Talk:Comma-separated values

From Wikipedia, the free encyclopedia

Contents


[edit] Comma vs Character

  • The C in CSV usually refers to comma, (anonymous insertion: Actually this entire article is wrong, I have it on good authority that it actually stands for "Common" As in Commonly seperated value) but I prefer character as in character separated values. The principal is the same and it is more universal in application. Where commas can be embedded in the values, the presence or absence of quotes is critical. The use of uncommon characters for delimiters (such as vertical bar |) reduces the need for quotes and is much safer to use in practice. [This is wrong - delimiting with a common-use character such as comma helps ensure correct use of escaping and encoding, thereby assuring safety. Use of an uncommon character like bar or caret is leaving a time bomb in the system, triggered when the uncommon character turns up in the business data at a later time. Use of uncommon characters for delimiters should always be avoided where possible. --Jaymax 16:50, 2 April 2007 (UTC)]
  • Most file format conversion programs allow a variety of delimiter characters to be used in place of comma. Tabs are common delimiters.
  • The character delimiter is widely known to experienced users, but novices are easily confounded when delimiters are not commas. [and really experienced users have dealt with trying to fix an interface where someone years ago decided that | or ¦ or ^ or similar would be 'safe' and therefore never noticed that the escaping logic was broken.]
  • When CSV is used for search, disambiguation is warranted for comma vs character separated values.
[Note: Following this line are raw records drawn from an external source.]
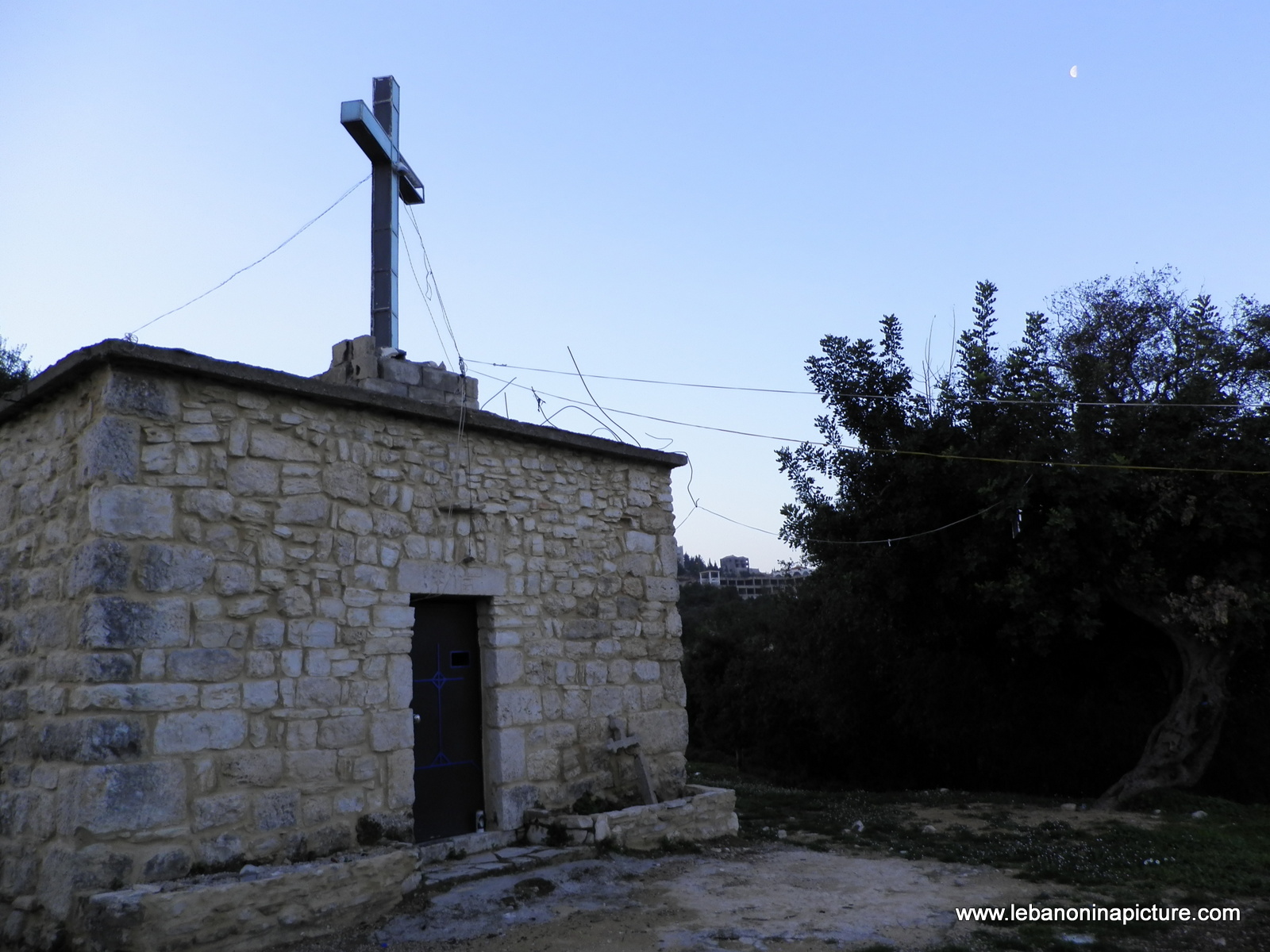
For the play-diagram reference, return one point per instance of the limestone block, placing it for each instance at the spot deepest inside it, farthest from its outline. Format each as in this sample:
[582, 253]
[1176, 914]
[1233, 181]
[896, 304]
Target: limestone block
[205, 664]
[295, 602]
[211, 505]
[133, 697]
[186, 733]
[175, 568]
[393, 730]
[317, 692]
[400, 778]
[393, 616]
[168, 865]
[135, 395]
[219, 810]
[235, 579]
[660, 731]
[253, 768]
[248, 606]
[102, 565]
[131, 512]
[512, 803]
[578, 628]
[543, 766]
[272, 444]
[347, 482]
[260, 695]
[304, 511]
[444, 579]
[111, 448]
[317, 634]
[276, 809]
[111, 666]
[253, 478]
[391, 524]
[400, 676]
[118, 622]
[641, 543]
[311, 766]
[518, 706]
[507, 755]
[662, 589]
[356, 520]
[606, 701]
[267, 632]
[216, 697]
[220, 634]
[114, 797]
[64, 873]
[505, 666]
[224, 852]
[93, 739]
[341, 731]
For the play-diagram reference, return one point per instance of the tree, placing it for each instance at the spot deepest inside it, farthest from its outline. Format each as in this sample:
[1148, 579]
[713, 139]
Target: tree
[1098, 474]
[14, 368]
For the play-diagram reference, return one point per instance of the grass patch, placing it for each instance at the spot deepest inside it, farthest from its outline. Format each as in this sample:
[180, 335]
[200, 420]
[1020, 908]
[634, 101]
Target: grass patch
[1180, 857]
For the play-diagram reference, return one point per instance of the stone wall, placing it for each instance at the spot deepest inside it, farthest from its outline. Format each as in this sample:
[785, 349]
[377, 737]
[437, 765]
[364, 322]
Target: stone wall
[205, 620]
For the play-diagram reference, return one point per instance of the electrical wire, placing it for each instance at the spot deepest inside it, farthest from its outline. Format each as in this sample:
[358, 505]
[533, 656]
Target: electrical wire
[1147, 405]
[423, 294]
[895, 452]
[131, 334]
[432, 285]
[855, 543]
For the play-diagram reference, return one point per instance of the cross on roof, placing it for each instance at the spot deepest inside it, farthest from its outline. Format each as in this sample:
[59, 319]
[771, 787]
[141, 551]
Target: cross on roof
[391, 178]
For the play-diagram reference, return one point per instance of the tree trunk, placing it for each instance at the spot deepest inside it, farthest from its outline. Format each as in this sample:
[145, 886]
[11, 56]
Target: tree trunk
[1181, 746]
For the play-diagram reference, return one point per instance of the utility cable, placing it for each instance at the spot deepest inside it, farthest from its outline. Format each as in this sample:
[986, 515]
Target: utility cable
[1141, 405]
[432, 285]
[856, 543]
[131, 334]
[423, 294]
[902, 452]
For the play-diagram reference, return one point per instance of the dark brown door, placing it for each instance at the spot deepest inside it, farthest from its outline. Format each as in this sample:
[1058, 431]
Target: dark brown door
[448, 777]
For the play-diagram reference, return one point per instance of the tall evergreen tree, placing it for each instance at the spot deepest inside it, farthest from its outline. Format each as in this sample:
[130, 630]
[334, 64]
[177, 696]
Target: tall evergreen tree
[1115, 463]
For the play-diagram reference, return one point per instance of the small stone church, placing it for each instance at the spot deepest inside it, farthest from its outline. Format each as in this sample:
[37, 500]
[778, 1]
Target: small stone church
[252, 619]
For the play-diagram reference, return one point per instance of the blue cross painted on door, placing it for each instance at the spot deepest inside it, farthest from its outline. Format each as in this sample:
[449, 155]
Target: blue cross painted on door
[448, 776]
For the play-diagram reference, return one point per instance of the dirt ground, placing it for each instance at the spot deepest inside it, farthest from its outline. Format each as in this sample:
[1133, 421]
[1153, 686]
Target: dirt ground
[761, 896]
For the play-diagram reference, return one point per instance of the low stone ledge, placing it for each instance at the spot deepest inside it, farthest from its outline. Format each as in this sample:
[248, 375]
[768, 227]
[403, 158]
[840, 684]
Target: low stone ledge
[254, 909]
[702, 814]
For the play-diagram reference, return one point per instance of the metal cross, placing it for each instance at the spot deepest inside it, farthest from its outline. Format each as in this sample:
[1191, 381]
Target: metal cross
[391, 178]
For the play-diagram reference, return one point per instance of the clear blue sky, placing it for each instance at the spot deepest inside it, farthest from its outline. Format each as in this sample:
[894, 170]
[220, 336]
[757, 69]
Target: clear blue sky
[683, 190]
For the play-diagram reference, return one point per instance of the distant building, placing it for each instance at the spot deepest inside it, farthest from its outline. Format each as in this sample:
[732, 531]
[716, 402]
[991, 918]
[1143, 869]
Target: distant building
[734, 573]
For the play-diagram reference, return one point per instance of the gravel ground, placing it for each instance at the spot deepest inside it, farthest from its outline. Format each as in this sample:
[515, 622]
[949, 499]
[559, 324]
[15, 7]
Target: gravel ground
[742, 898]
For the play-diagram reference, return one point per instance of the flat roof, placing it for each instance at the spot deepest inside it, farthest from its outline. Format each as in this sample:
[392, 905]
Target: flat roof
[173, 361]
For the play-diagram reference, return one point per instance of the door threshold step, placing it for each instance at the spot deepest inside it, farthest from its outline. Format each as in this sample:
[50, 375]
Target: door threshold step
[448, 873]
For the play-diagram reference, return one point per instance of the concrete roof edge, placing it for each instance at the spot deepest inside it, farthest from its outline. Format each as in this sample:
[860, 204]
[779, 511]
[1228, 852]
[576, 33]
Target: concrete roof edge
[125, 353]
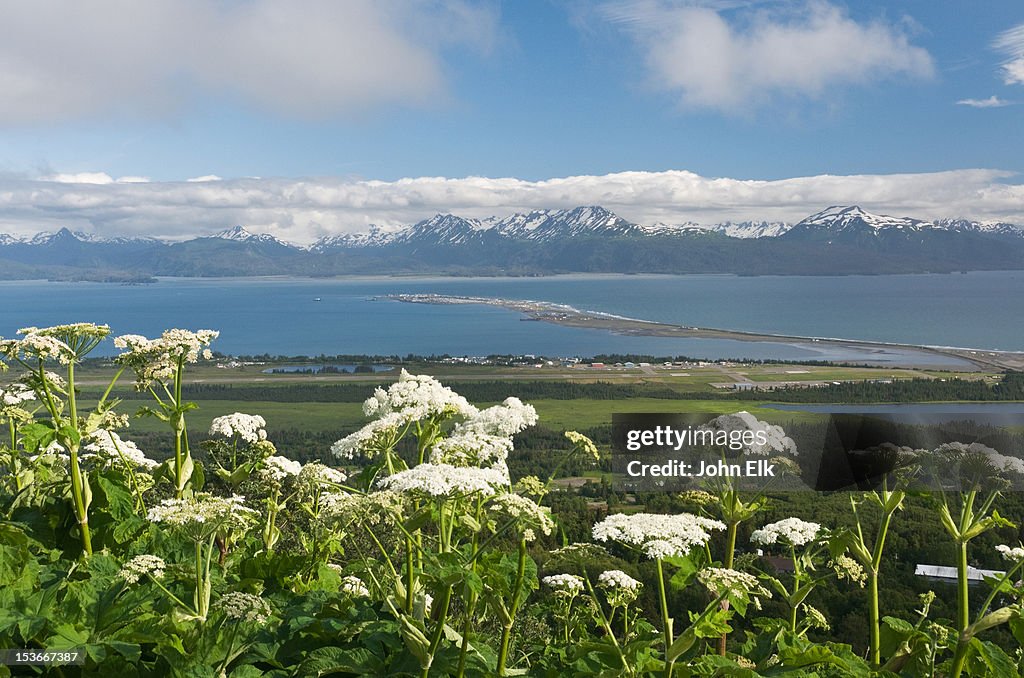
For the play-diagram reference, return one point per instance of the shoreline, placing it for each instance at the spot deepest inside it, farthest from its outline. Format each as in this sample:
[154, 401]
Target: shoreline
[569, 316]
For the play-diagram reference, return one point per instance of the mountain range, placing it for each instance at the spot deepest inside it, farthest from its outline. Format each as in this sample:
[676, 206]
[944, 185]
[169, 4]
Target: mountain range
[836, 241]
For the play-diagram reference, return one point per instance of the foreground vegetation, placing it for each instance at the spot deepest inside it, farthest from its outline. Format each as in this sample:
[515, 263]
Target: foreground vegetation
[426, 548]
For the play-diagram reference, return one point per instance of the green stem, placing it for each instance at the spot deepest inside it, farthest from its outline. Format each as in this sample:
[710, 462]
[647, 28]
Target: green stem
[13, 457]
[872, 578]
[730, 551]
[507, 628]
[439, 630]
[666, 620]
[227, 654]
[410, 576]
[963, 601]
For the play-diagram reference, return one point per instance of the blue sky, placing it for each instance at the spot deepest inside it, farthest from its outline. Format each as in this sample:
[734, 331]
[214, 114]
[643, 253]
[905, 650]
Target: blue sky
[351, 113]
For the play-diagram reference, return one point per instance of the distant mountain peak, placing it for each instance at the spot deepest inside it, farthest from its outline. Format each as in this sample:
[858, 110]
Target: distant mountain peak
[236, 232]
[239, 234]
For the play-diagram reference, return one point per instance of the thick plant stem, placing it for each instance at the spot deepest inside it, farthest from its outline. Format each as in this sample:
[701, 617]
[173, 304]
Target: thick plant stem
[78, 480]
[872, 610]
[963, 601]
[503, 653]
[439, 630]
[666, 620]
[730, 552]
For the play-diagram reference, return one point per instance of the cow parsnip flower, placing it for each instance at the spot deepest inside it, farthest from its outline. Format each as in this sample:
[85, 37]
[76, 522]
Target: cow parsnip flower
[250, 428]
[848, 568]
[526, 513]
[279, 469]
[814, 618]
[354, 587]
[564, 585]
[657, 535]
[107, 449]
[726, 581]
[15, 394]
[776, 441]
[790, 531]
[584, 445]
[416, 397]
[315, 477]
[141, 565]
[445, 480]
[243, 606]
[471, 449]
[157, 359]
[204, 514]
[373, 438]
[507, 419]
[620, 588]
[1014, 553]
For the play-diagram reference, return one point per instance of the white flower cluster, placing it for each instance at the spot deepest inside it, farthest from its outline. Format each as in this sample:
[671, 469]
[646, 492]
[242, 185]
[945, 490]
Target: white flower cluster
[528, 515]
[567, 585]
[815, 619]
[250, 428]
[616, 579]
[14, 395]
[847, 567]
[658, 536]
[107, 449]
[372, 438]
[315, 477]
[584, 445]
[415, 397]
[141, 565]
[791, 531]
[245, 607]
[509, 418]
[725, 581]
[157, 359]
[445, 480]
[775, 439]
[1014, 553]
[38, 345]
[278, 469]
[468, 449]
[354, 587]
[204, 514]
[338, 510]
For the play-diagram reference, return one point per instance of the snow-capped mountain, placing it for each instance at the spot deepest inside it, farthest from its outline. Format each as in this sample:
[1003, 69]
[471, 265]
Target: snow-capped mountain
[753, 228]
[376, 237]
[240, 235]
[839, 218]
[544, 225]
[836, 241]
[965, 225]
[440, 229]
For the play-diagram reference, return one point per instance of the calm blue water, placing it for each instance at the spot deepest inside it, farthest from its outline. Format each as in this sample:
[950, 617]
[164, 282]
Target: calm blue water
[282, 315]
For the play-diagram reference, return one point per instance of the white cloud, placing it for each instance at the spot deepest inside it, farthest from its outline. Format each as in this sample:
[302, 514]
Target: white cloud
[992, 101]
[301, 210]
[1011, 43]
[61, 59]
[716, 55]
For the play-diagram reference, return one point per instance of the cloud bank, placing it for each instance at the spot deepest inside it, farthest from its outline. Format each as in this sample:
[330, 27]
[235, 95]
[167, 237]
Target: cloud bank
[716, 55]
[301, 210]
[992, 101]
[61, 59]
[1011, 43]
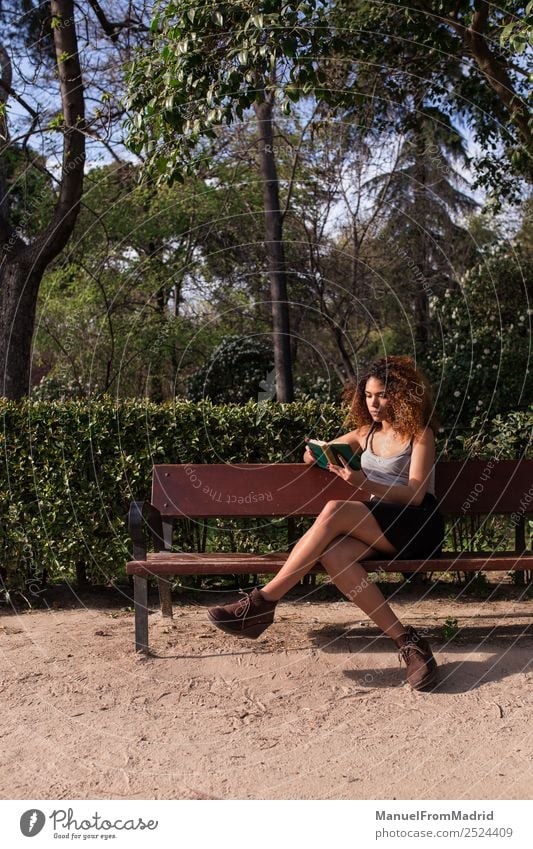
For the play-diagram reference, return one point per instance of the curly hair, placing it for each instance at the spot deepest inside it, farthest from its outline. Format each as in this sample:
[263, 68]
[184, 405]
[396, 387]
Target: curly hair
[411, 406]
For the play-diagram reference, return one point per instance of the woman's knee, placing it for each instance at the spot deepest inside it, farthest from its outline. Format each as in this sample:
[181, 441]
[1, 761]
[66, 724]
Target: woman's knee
[338, 509]
[342, 552]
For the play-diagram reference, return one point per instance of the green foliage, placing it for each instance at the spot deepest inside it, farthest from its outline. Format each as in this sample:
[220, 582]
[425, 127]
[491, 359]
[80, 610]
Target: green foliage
[206, 66]
[70, 471]
[450, 629]
[482, 362]
[237, 371]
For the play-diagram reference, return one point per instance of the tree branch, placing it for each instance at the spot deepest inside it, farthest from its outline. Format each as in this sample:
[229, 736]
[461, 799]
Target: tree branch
[56, 235]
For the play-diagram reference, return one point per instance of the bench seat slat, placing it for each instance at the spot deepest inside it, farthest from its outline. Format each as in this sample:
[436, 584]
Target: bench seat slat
[167, 563]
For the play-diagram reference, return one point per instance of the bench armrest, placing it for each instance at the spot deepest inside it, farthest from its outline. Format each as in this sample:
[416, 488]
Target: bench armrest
[143, 517]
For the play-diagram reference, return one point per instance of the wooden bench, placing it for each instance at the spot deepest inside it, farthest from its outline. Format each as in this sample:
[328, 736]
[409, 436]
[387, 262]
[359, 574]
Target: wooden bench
[464, 488]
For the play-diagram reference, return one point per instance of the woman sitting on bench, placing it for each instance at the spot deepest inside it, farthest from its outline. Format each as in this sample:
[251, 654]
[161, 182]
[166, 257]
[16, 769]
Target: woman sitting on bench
[392, 409]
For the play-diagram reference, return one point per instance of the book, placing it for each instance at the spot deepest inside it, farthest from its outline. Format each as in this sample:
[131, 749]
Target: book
[329, 452]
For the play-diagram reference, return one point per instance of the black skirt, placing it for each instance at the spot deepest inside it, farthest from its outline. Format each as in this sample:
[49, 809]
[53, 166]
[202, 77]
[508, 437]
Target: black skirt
[415, 532]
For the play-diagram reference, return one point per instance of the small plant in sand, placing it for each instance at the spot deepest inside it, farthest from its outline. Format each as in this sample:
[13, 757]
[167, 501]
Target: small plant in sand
[450, 629]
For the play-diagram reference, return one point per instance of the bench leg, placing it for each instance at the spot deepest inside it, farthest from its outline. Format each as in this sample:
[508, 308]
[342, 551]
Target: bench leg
[165, 597]
[140, 602]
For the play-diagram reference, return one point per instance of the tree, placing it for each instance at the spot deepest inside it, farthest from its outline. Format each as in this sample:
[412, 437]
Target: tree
[207, 67]
[50, 136]
[235, 372]
[22, 262]
[425, 192]
[453, 48]
[482, 364]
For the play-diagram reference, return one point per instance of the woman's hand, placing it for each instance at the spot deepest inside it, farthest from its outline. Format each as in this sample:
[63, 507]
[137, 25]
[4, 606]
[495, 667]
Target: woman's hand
[353, 476]
[309, 457]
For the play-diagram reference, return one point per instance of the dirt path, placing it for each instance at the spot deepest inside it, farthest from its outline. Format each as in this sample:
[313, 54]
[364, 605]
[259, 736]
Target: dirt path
[316, 708]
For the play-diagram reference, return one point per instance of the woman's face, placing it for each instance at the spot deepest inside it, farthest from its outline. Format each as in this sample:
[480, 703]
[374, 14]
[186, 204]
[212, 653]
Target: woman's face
[376, 399]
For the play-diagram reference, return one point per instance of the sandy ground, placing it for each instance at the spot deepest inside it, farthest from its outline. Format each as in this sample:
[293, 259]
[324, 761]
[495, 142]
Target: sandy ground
[316, 708]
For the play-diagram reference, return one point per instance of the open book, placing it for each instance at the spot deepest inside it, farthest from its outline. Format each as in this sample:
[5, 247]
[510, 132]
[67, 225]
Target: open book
[329, 452]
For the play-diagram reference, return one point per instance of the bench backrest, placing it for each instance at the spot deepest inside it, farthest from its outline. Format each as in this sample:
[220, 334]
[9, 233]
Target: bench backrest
[284, 489]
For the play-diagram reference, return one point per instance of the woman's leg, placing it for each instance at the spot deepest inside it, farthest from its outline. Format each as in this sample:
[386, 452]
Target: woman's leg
[340, 561]
[338, 518]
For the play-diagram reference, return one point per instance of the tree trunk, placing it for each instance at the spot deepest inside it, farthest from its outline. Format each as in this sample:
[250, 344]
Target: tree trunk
[275, 252]
[23, 265]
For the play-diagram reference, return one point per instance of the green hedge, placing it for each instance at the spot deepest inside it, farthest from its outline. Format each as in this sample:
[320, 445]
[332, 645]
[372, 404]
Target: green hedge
[70, 470]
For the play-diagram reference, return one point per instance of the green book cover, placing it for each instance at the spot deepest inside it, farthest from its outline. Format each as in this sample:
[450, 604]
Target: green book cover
[330, 452]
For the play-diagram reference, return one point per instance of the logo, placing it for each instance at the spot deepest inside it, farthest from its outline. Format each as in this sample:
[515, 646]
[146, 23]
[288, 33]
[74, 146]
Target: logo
[31, 822]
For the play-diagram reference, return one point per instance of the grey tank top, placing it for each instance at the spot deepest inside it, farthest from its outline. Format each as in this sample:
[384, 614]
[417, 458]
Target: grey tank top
[390, 470]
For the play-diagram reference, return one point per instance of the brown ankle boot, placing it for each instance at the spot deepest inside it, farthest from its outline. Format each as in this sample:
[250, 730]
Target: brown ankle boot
[248, 617]
[418, 657]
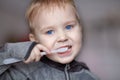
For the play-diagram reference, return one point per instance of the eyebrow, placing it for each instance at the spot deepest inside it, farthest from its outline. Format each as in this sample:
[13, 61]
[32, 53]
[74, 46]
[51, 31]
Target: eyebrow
[52, 26]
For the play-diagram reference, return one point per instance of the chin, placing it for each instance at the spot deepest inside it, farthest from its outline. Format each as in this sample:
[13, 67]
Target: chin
[66, 60]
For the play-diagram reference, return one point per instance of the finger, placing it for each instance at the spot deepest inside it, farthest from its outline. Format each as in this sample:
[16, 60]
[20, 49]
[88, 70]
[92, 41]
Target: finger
[37, 54]
[41, 47]
[31, 57]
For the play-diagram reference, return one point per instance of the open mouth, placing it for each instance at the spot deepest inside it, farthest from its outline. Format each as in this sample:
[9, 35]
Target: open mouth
[65, 51]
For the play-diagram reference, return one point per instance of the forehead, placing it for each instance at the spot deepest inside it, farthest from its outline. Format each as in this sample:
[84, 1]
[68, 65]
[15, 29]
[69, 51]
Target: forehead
[55, 15]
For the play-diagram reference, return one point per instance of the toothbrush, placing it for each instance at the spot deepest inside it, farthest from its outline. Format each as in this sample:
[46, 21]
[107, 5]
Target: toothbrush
[55, 51]
[13, 60]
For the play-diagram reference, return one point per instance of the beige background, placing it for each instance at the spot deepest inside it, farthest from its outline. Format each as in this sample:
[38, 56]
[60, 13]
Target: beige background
[101, 20]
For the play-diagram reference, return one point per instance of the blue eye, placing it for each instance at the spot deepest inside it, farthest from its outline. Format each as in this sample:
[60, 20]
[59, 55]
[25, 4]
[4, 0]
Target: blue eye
[50, 32]
[68, 27]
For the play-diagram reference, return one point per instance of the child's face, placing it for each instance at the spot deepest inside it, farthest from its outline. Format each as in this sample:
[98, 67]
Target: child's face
[59, 28]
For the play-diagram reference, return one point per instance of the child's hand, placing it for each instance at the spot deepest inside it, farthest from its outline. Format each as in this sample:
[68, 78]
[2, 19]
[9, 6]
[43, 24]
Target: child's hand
[35, 54]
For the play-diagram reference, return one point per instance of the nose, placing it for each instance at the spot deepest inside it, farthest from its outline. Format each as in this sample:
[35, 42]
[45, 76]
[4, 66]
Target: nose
[62, 37]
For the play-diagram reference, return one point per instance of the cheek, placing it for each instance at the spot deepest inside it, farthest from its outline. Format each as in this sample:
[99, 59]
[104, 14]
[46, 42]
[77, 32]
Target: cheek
[76, 36]
[47, 41]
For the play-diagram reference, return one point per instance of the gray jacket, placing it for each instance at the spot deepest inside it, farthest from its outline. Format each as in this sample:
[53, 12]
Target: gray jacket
[13, 68]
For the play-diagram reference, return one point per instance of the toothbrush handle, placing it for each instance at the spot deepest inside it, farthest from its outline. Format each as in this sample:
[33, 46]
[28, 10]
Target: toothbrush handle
[43, 53]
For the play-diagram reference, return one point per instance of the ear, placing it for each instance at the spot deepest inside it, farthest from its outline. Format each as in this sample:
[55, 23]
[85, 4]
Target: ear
[32, 37]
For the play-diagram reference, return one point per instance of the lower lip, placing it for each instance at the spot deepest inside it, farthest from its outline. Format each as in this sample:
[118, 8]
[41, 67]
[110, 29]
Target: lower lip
[64, 54]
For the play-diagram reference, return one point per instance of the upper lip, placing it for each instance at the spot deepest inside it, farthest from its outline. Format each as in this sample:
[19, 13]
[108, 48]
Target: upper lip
[65, 46]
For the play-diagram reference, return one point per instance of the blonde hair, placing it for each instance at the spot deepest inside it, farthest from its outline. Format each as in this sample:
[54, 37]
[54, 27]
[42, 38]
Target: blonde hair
[39, 5]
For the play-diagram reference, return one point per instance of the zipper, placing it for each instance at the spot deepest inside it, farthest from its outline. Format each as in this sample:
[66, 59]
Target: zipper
[67, 76]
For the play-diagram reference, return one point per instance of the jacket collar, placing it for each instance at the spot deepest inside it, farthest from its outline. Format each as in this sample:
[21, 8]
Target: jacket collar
[74, 66]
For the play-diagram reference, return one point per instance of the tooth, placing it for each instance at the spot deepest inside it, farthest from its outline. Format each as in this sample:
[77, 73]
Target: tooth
[60, 50]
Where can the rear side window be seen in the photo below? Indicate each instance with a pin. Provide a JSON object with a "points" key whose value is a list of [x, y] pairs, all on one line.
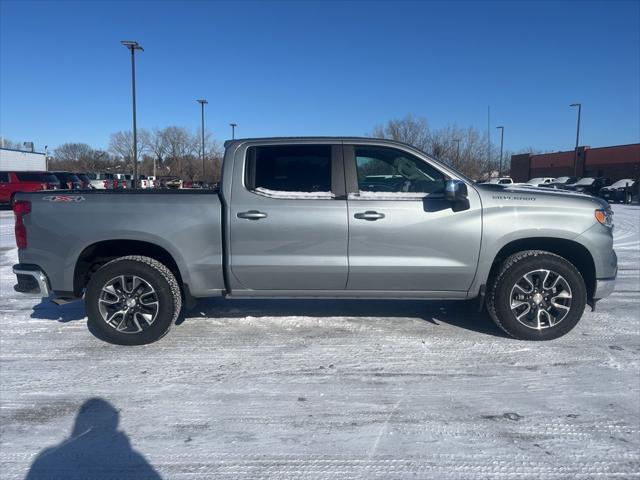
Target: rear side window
{"points": [[36, 177], [282, 169]]}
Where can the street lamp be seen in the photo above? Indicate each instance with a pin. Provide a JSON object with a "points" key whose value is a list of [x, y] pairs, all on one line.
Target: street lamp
{"points": [[133, 46], [202, 103], [501, 144], [575, 155], [457, 163]]}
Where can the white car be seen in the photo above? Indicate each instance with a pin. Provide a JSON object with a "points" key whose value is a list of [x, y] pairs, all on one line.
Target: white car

john 07:21, 26 Sep 2004 (UTC)

[edit] Making guidelines more formal

I think that the general guidelines of a CSV should be explained in the Formal Specifications section rather than in the Example section (see note 1 below), stating clearly that those are not the standard, but perhaps the most widely used ones. I propose the Creativyst guidelines to be used (already linked from mentioned section). It would also be good to note the differences between the last and the RFC 4180. Juan Loman. 00:44, 13 December 2005 (PST)

Note 1: The guidelines in the "Example" section are good for an example, but should not be the only ones in the entire document.

[edit] Example

Does anyone else think that the format shown in the example CSV data is a poor poor choice to show other people, with spaces between the comma and the text qualifier?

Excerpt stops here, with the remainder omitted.